The first Post Office in Germania opened in 1855.  It closed and another was opened in 1866.  James Phillips, shown below, was the Post Master.  You can see the original Germania Post Office shelving and cubicles at the Marquette County Historical Society in Westfield.  Site 12 takes you there.  

Take time to walk through the Germania Marsh from one of several parking areas.  It is rich in bird and animal life and offers beautiful vistas. 

From the DNR website: “The Germania Dam Company built the first dam and mill in Germania in 1867 which created a large shallow flowage of several thousands acres called Germania Lake. In 1902 the dam was removed to permit the farmers to harvest wild rice which was soon abandoned due to poor economic return.  In 1948, a committee of game managers inspected the area as a potential restoration project and the favorable report and the engineering surveys which followed indicated that the area had a good water supply and was suitable for flooding.
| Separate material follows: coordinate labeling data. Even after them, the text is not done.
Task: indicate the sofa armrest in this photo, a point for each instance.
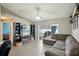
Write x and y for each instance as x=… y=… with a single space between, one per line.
x=49 y=53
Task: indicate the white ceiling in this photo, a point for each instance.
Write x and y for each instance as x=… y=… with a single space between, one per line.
x=47 y=10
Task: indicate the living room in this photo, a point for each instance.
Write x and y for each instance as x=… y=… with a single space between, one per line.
x=51 y=29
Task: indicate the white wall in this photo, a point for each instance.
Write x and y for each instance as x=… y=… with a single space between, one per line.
x=75 y=32
x=8 y=13
x=64 y=25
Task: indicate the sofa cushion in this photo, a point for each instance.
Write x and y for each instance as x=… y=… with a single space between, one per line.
x=55 y=52
x=72 y=47
x=60 y=44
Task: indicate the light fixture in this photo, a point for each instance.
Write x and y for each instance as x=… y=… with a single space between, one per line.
x=38 y=17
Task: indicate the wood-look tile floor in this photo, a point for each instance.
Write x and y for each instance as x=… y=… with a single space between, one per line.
x=33 y=48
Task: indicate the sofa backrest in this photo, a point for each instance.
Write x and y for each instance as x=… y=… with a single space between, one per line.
x=59 y=36
x=72 y=47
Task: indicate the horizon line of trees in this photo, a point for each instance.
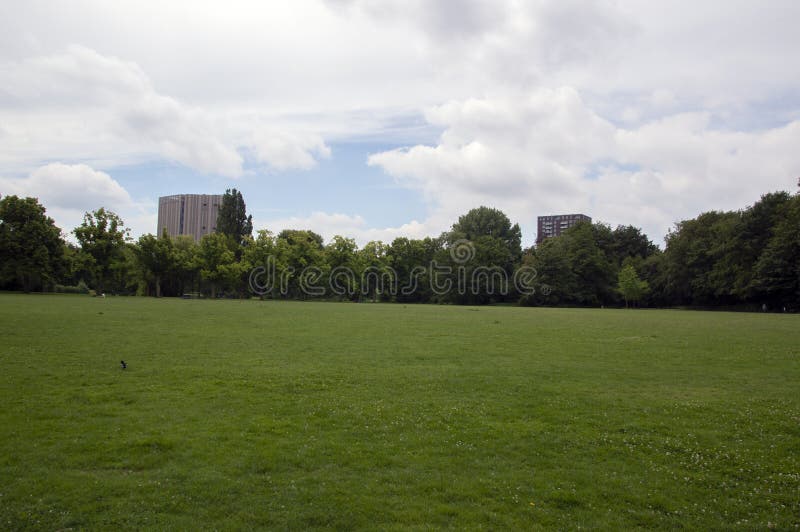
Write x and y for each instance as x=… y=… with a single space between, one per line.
x=745 y=258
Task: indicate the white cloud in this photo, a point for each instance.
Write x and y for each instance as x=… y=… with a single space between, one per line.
x=666 y=109
x=548 y=152
x=82 y=105
x=283 y=150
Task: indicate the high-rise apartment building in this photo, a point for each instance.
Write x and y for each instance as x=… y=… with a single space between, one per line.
x=188 y=214
x=556 y=224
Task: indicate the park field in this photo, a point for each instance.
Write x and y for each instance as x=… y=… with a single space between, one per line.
x=289 y=415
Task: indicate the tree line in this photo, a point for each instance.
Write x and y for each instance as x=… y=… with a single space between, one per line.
x=747 y=258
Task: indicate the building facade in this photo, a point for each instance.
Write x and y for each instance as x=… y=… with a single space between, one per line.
x=554 y=225
x=194 y=215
The preliminary project and first Land Acquisition on the Germania Marsh was approved by the Wisconsin Conservation Commission on September 9th 1955 as a wetland restoration project.

                The current Germania Marsh Dam (Lower Dike) was completed on October 13th 1959 and was modified and repaired in 1999 after vandals had dumped sand into the gear mechanism that moves the water control gate.”

A 1974 article by Elaine Reetz about the August Warnke family history  tells more about the Germania Mill Pond.  It says, “When August had completed his miller apprentice ship (in Princeton) he and a brother, Michael, purchased in March of 1886 the Germania Co. flouring mill at Germania. Wilhelminie and Martin Matz bought a partnership in the mill, known as Warnke Brothers and Matz Mill, and did a thriving business, hauling rye and wheat flour to Princeton where it was shipped by railroad.

  ‘It was a big mill, with five water wheels, but it burned to the ground from unknown origin after they had run it for 13 years,’ Otto Warnke said.  ‘I remember that I was about 5 years old, and watched the fierce fire burning from our home across the street.  Dad and Uncle Michael became farmers for the first time. They drained their property, the Germania Millpond and went into the dairy business. They purchased bag after bag of seed from Princeton usually blue joint grass seed for the low ground, and pastured the former millpond. Today this millpond acreage is Included in the Germania Marsh Wildlife Area.” 

The Germania Wildlife Area is listed as a Wetland Gem in Wisconsin.   It is 2400 acres of open marsh/wet meadow, swamp hardwoods/tamarack swamp, upland prairie/oak savannah and shrub carr.